FRANKFORT — For some, it’s simply a question of economic development and a market large enough to accommodate as many as 10 liquor retail licenses in Somerset, which last August voted to allow liquor sales.

But for the five companies which were granted licenses authorized by current state regulations it’s about fairness – or rather what they see as unfair competition.

Tuesday, lawmakers on the legislature’s Administrative Regulations Review Subcommittee sided with those who think voters assumed there would only be five licenses when they voted to approve alcohol sales in the Pulaski County seat.

Now Gov. Steve Beshear will get to decide the matter.

Last August, Somerset voters approved liquor sales in the town of about 11,000 in the heart of the Lake Cumberland tourist area. The rest of Pulaski County, with a population of about 64,000, remains dry, as do neighboring counties whose residents may also patronize retail liquor outlets in Somerset.

Under state law and regulations, the Alcohol Beverage Control Board typically – but not always – awards licenses based on a general formula of one license for every 2,300 residents. Using that calculation, Somerset would receive five licenses.

Following the election there were 17 applications for licenses with only five being granted by the ABC Board.

But the city of Somerset and its mayor, Eddie Girdler, in February complained to Pulaski Fiscal Court and the ABC Board that the decision to award only the five licenses was “arbitrary and capricious.”

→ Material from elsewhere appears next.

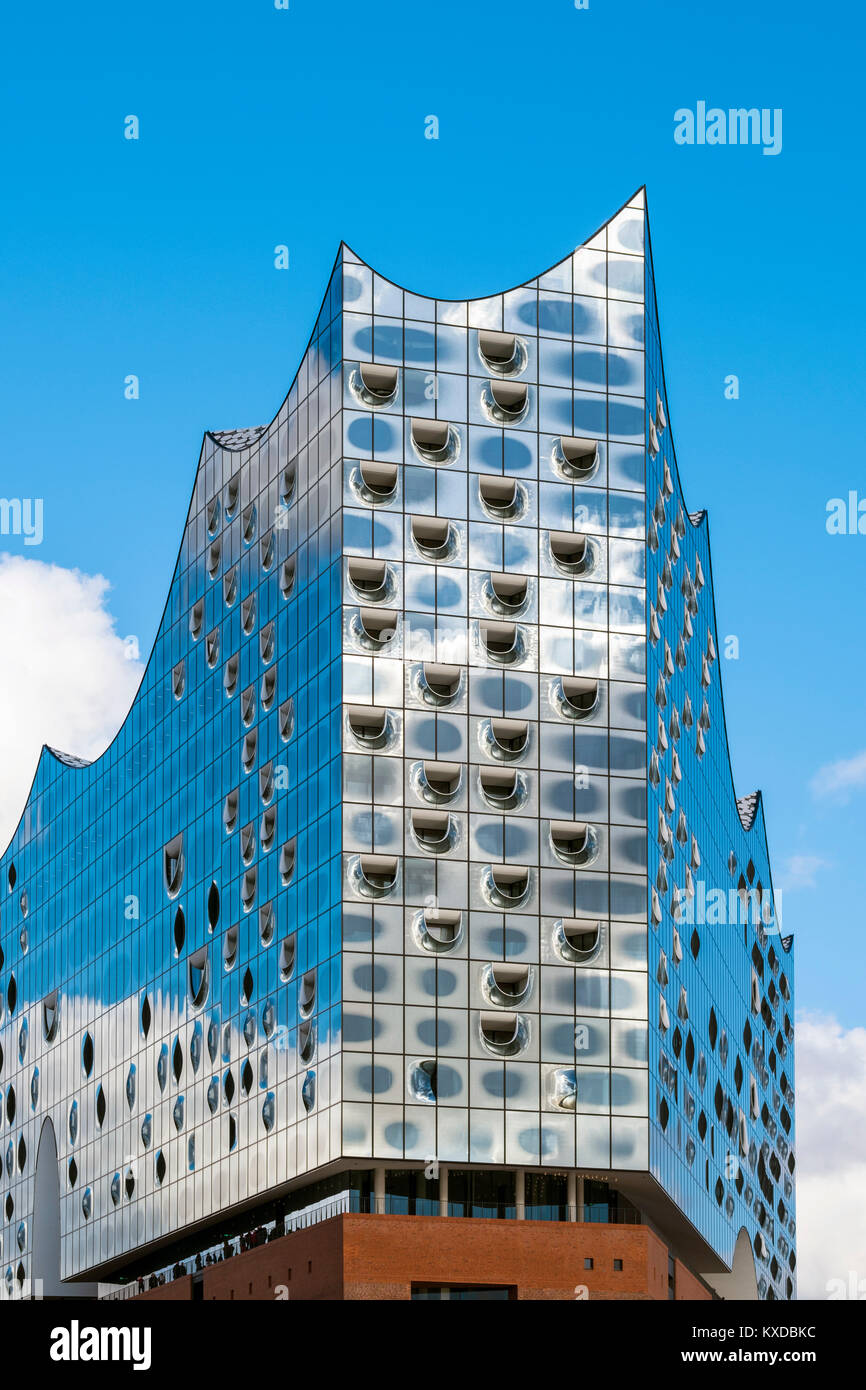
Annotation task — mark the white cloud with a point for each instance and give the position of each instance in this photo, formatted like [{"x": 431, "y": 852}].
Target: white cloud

According to a February story in the Commonwealth-Journal, Girdler said a high-volume retailer – Liquor World which has stores in Richmond and Manchester – was prepared to invest as much as $5 million in a Somerset shopping center to open one of its stores there. But Liquor World did not receive one of the five licenses.

The ABC Board decided to amend the regulation to allow 10 licenses, according to Commissioner Freddie Higdon and legal counsel Steve Humphress.